Lab 11: Interpreters

Due by 11:59pm on Wednesday, November 8.

Starter Files

Download lab11.zip. Inside the archive, you will find starter files for the questions in this lab, along with a copy of the Ok autograder.

Topics

Consult this section if you need a refresher on the material for this lab. It's okay to skip directly to the questions and refer back here should you get stuck.


Interpreters

An interpreter is a program that allows you to interact with the computer in a certain language. It understands the expressions that you type in through that language, and performs the corresponding actions in some way, usually using an underlying language.

In Project 4, you will use Python to implement an interpreter for Scheme. The Python interpreter that you've been using all semester is written (mostly) in the C programming language. The computer itself uses hardware to interpret machine code (a series of ones and zeros that represent basic operations like adding numbers, loading information from memory, etc).

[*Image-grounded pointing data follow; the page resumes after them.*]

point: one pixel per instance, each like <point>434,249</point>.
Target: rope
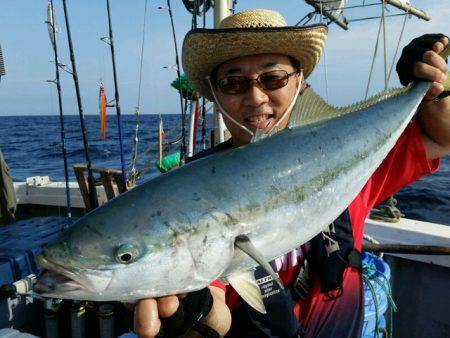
<point>398,45</point>
<point>375,302</point>
<point>133,172</point>
<point>373,61</point>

When we talk about an interpreter, there are two languages at work:

  1. The language being interpreted/implemented. For Project 4, we are interpreting the Scheme language.
  2. The underlying implementation language. For Project 4, we will implement an interpreter for Scheme using Python.

REPL

Many interpreters use a Read-Eval-Print Loop (REPL). This loop waits for user input, and then processes it in three steps:

  • Read: The interpreter takes the user input (a string) and passes it through a parser. The parser processes the input in two steps:

    • The lexical analysis step turns the user input string into tokens that are like "words" of the implemented language. Tokens represent the smallest units of information.
    • The syntactic analysis step takes the tokens from the previous step and organizes them into a data structure that the underlying language can understand. For our Scheme interpreter, we create a Pair object (similar to a Linked List) from the tokens to represent the original call expression.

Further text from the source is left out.